Mais suite à la réunion de présentation du 9 novembre, des voix se seraient donc élevées contre le projet Hystérésia. Lors de la dernière session de l'Assemblée de Corse, Chantal Pedinielli s'en est fait l'écho : "Je m’étonne qu’il n’y ait pas eu d’appel d’offres auquel auraient pu candidater des artistes de l’Alta Rocca. On peine à finir et à rendre opérationnel le couvent, et on engloutit 150 000 euros dans une œuvre réalisée par des gens extérieurs au village, et ce, sans que la commune n’ait été associée", a critiqué la conseillère territoriale du groupe de droite Un Soffiu Novu.

Derrière, c'est Gilles Simeoni qui a pris le micro, et le président de l'exécutif a fait preuve d'empathie dans sa réponse : "Des artistes de l'Alta Rocca viennent à cette réunion et ils entendent dire qu'il y aura une œuvre pour laquelle ils n'ont pas été consultés. Je comprends l'émotion et je prends ma part de maladresse." Puis il a expliqué comment le projet Hystérésia a atterri à Santa-Lucia-di-Tallà : "Il n'a pas été conçu par rapport au couvent de Tallà mais dans le cadre de la préparation de la candidature de Bastia, Capitale européenne de la culture." Et c'est le président de l'exécutif lui-même qui aurait émis l'idée d'intégrer ce projet à Tallà, "pour lui donner une dimension supplémentaire", a-t-il confié.

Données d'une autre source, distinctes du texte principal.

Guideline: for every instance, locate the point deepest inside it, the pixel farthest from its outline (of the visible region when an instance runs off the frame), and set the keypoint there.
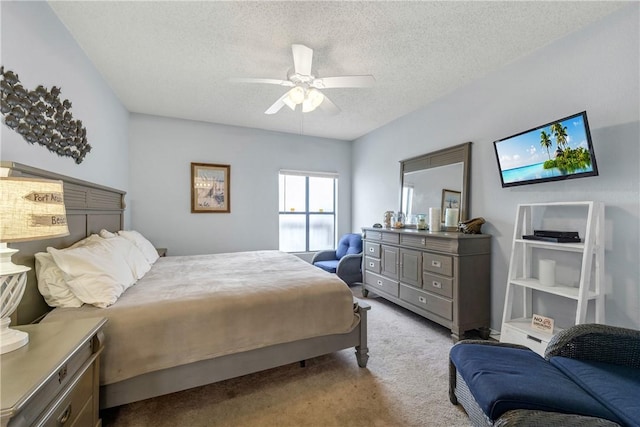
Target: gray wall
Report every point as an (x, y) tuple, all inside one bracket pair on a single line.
[(596, 69), (161, 152), (37, 46)]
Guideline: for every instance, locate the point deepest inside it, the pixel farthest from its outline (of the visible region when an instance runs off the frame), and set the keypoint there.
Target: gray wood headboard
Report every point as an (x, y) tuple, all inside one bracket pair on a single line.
[(90, 208)]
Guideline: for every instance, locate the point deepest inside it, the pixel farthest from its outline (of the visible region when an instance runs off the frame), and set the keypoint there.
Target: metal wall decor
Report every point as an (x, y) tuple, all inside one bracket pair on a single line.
[(40, 117)]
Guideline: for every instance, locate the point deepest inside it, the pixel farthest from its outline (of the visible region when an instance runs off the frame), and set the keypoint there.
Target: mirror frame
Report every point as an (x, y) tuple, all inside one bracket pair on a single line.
[(447, 156)]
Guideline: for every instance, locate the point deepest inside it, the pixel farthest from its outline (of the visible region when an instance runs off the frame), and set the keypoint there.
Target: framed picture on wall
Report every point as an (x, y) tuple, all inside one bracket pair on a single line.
[(450, 200), (210, 188)]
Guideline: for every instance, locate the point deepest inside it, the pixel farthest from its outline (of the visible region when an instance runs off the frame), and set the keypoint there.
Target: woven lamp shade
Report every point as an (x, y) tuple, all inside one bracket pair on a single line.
[(31, 209)]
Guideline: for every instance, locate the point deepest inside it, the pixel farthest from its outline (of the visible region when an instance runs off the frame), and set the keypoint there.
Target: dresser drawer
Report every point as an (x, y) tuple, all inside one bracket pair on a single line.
[(438, 284), (391, 238), (372, 235), (382, 283), (75, 405), (372, 264), (427, 301), (415, 241), (440, 264), (372, 249)]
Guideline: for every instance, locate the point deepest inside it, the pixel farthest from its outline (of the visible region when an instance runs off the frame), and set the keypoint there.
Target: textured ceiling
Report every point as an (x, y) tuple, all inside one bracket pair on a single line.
[(175, 58)]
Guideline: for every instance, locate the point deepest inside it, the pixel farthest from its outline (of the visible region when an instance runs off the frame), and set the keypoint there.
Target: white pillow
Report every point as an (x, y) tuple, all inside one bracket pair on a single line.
[(142, 243), (130, 252), (95, 273), (51, 283), (106, 234)]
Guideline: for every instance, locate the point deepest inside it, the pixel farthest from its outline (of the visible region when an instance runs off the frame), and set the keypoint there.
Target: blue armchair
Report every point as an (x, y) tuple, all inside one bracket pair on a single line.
[(345, 261)]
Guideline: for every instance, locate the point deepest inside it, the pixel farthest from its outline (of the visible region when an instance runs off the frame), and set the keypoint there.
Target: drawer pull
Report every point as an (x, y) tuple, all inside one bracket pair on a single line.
[(64, 417), (62, 374)]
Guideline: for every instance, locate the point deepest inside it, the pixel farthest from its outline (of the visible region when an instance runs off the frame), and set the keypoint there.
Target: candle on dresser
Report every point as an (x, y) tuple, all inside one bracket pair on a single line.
[(434, 219), (451, 217)]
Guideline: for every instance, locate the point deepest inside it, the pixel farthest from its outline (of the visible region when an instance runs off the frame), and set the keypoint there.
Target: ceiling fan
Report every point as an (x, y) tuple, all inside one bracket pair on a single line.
[(305, 87)]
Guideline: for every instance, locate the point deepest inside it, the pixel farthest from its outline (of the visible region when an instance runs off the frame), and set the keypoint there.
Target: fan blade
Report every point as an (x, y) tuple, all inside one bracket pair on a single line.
[(277, 105), (302, 59), (258, 80), (344, 81), (328, 106)]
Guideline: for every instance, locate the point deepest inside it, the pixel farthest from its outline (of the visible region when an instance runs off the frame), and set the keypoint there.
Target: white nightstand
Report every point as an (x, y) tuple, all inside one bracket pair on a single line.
[(53, 380)]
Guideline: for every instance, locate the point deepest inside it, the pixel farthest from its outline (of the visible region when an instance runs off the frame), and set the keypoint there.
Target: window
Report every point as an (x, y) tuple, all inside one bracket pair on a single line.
[(307, 211)]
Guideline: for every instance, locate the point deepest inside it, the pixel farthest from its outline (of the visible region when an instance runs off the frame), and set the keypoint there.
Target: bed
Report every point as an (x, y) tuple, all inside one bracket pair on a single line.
[(169, 332)]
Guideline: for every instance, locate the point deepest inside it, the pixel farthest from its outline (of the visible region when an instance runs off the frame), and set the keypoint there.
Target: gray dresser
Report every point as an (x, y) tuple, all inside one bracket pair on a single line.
[(442, 276)]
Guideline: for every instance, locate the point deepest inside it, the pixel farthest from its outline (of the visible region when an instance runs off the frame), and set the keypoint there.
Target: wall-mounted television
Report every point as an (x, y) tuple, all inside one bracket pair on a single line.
[(561, 149)]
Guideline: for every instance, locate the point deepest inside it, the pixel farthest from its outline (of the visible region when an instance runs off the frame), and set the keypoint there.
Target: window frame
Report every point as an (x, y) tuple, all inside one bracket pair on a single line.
[(307, 213)]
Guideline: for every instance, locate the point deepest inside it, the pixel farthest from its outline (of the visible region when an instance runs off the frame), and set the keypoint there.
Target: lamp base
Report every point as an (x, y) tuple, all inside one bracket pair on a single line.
[(11, 339)]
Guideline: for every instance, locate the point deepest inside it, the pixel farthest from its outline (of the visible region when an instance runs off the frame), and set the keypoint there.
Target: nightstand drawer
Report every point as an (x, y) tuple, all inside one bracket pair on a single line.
[(372, 264), (53, 381), (73, 405), (57, 382)]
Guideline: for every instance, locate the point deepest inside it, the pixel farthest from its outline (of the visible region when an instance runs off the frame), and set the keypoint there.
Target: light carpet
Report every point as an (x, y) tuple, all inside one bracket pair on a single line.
[(404, 384)]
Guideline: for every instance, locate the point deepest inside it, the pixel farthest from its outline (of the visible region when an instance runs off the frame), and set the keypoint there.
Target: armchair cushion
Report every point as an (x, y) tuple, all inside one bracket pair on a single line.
[(345, 261), (616, 386), (501, 379), (349, 244), (329, 265)]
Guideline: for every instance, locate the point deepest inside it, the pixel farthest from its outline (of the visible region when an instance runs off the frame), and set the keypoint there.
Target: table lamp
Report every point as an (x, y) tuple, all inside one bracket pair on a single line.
[(30, 209)]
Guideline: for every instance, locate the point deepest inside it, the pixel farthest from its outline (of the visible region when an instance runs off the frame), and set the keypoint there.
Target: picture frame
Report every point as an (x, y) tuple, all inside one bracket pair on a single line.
[(450, 199), (210, 188)]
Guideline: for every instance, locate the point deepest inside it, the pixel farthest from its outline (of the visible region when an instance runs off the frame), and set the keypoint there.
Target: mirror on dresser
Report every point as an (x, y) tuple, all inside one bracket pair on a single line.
[(423, 179)]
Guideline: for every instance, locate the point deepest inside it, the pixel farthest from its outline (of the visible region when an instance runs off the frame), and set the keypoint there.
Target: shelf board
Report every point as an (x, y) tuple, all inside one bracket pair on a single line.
[(524, 325), (563, 291), (572, 247), (545, 204)]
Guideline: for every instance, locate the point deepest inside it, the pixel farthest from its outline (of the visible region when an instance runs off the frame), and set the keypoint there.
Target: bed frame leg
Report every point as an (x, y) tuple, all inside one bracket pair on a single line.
[(362, 351)]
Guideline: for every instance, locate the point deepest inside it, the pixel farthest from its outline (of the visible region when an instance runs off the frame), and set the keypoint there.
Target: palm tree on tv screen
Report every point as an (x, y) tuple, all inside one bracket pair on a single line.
[(545, 142)]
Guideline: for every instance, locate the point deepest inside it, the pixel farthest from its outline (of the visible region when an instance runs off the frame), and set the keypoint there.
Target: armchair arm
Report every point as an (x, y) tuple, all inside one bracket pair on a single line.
[(598, 343), (349, 263), (325, 255)]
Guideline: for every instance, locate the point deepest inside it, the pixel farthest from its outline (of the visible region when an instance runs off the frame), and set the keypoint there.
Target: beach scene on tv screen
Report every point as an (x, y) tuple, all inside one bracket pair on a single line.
[(556, 150)]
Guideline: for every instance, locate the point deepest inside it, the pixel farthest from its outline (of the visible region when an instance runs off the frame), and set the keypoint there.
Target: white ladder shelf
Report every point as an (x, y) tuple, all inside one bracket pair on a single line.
[(521, 270)]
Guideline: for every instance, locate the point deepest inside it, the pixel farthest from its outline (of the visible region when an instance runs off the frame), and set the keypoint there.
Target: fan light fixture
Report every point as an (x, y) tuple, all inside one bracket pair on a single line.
[(30, 209), (310, 98)]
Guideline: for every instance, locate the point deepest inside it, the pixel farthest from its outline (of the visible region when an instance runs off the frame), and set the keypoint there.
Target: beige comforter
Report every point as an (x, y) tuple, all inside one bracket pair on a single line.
[(192, 308)]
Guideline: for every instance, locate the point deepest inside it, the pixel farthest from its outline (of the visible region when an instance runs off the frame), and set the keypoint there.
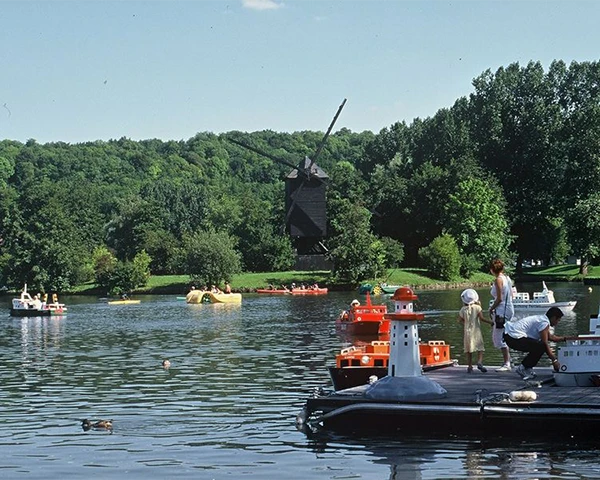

Sur la somme de 150 000 euros avancée par Chantal Pedinielli, il précise néanmoins : "Nous n'avons rien décidé. Ces 150 000 euros, c'est une ligne budgétaire globale pour l'ensemble des œuvres."

Soucieux d'associer tous les acteurs politiques et culturels de l'Alta Rocca autour de ce projet, Gilles Simeoni a annoncé la mise en place d'un nouveau comité de pilotage en janvier, à Tallà, auquel il s'est engagé à participer. Dans l'attente, "je suspends le projet Hystérésia
 et on verra si Tallà est intéressée pour l'intégrer avec l'accord de tout le monde. Car je souhaite que les artistes de l’Alta Rocca soient en première ligne dans la valorisation de leur couvent."
Invité à réagir sur l'engagement de Gilles Simeoni, le maire de Tallà, Jules Bartoli, n'a pas donné suite à nos sollicitations, "pour ne pas nuire à la réunion de janvier".